Oliver Queen ve Dinah ı özleyeceğim, gerisi pek umrumda değil.
Olivır’ın
Tahmin ettiğimiz üzere Kuintin’i harcadılar. Az değil, 6 senedir kadrodaydı. Severdim kendisini, özleyeceğim.
Ulan Sara’ yı üzdünüz. Kendisi de az çekmedi değil. Geleceğini ilk duyduğumda bizimkilere yardıma geleceğini düşünmüştüm.
Diaz başlarda iyiydi ama son haftalarda fena bozdular. Bir FBI ile darmaduman oldu koca Diaz. Hem de arkasında Quadrant varken.
Quadrant olayı tam bir komediye döndü zaten. Ben birkaç haftadır en çok o örgütteki siyahi kadının her olay yerinde olmasına gülüyordum. Koca örgütün liderlerinden birinin her işe koşması gülünçtü. Diaz’ın girmek için uğraştığı güçlü ve gizli örgütün başındaki adamları ayağına getirip kolayca halletmesi tam bir saçmalıktı. Hepsini halledince tüm örgütü ele geçirmesi de saçmalığın daniskasıydı.
Aslında Diaz dediğin adamın bir Flash’lık işi var. Bu haftaki Flash bölümünde Digıl’ı iki saniyede kapıp getiren Beri’nin, Diaz gibi birini halletmesi zor olmasa gerek. Tamam, kendi dertleri var ama 5 dakikalık iş canım
Aslında bir okluk işi vardı Diaz’ın ama o kadar kişiyi indiren Arrow’un, onun işini bitirememesi sıkıcıydı. Adam böğrünü açıyor, vur diyor, bizim hıyar Oliver, duruyor. Hadi onu geçtim, Ra’s gibi adamla dövüşmüş birinin dövüşte Diaz’ı rahatlıkla halledememesi komediydi. Kimlerden eğitim almış adamsın, gülünç olmayın.

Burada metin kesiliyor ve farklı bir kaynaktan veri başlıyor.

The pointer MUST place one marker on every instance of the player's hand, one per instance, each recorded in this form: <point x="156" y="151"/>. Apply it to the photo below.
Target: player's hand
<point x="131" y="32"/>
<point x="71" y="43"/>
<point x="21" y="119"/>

https://www.youtube.com/watch?v=ZroYfWb2Bjo
Haftalardır bizim Olivır’ın Green Arrow olduğunu bilmeyen kimse kalmadı, sezon sonu tüm şehre açıklasın düşüncem gerçekleşti. Diziye bundan sonra nasıl bir etkisi olacağını merak etmiyor değilim. Adam sonsuza denk hapiste kalmayacak sonuçta, çıkacak ve şehrine geri dönecek.
https://www.youtube.com/watch?v=gB1LrvzIF10
Neyse, bir sezonun daha sonuna gelmiş bulunmaktayız. SCDD başlayıncaya kadar yeni sezonla ilgili bir şey görmeyeceğiz. Bakalım yeni sezonda ne yapacaklar?
Olsun.
Stephen Amell Still Hoping For Arrow/Supernatural Crossover
İzledim nihayet sezon finalini. Bir kısmı tahmin edilesiydi ama fena de değildi.
* Oliver’ın hapse girmesine de şaşıramadım. O da bizzat planlayarak kendi sonunu hazırladı hatta. En azından şehre (nihayet) kim olduğunu anlattı, bu da bir şeydir.
* Sara’nın konuk olacağını unutmuşum ben, görünce hatırladım. İyi bari, en azından Quentin’i yalnız göndermedler.
Tahminen gelecek sezon görüşürüz.
Tamam, neden olmasın?
Bunlar da her diziyle crossover yapmak istiyorlar.
zaten bu arkadaş ağır gerizekalı mı yoksa ağır trol mü karar veremedim.
Bu arada kendisi şu sıralar Instagram’da hikaye paylaşmış. İlk ikisinde Sony Channel Türkiye’de Arrow açık ve onu izliyor.
Kanal dublajlı yayın yapıyor bu arada. İkincisinin sonlarına doğru biraz gülüyor hatta (arkadaki dış ses onundur yani herhalde).
Benim jeton azıcık geç düştü. Bu adam İstanbul‘da. (+)
Tabii tabii, başka nereden bulup izleyecek Sony Channel Türkiye’yi
Dolar/TL kurunu bilmeden harcama yaparsan öyle gelir tabii.
The Lady demands adventure
Poster
Bizim kızılcık Arrow’a gelmiş. Sevindim valla.
Shadowhunters’ Katherine McNamara Joins Cast Arrow Season 7
Shadowhunters’tan gitseydik de başkası olsaydı aslında. Pretty much diğer hepsi.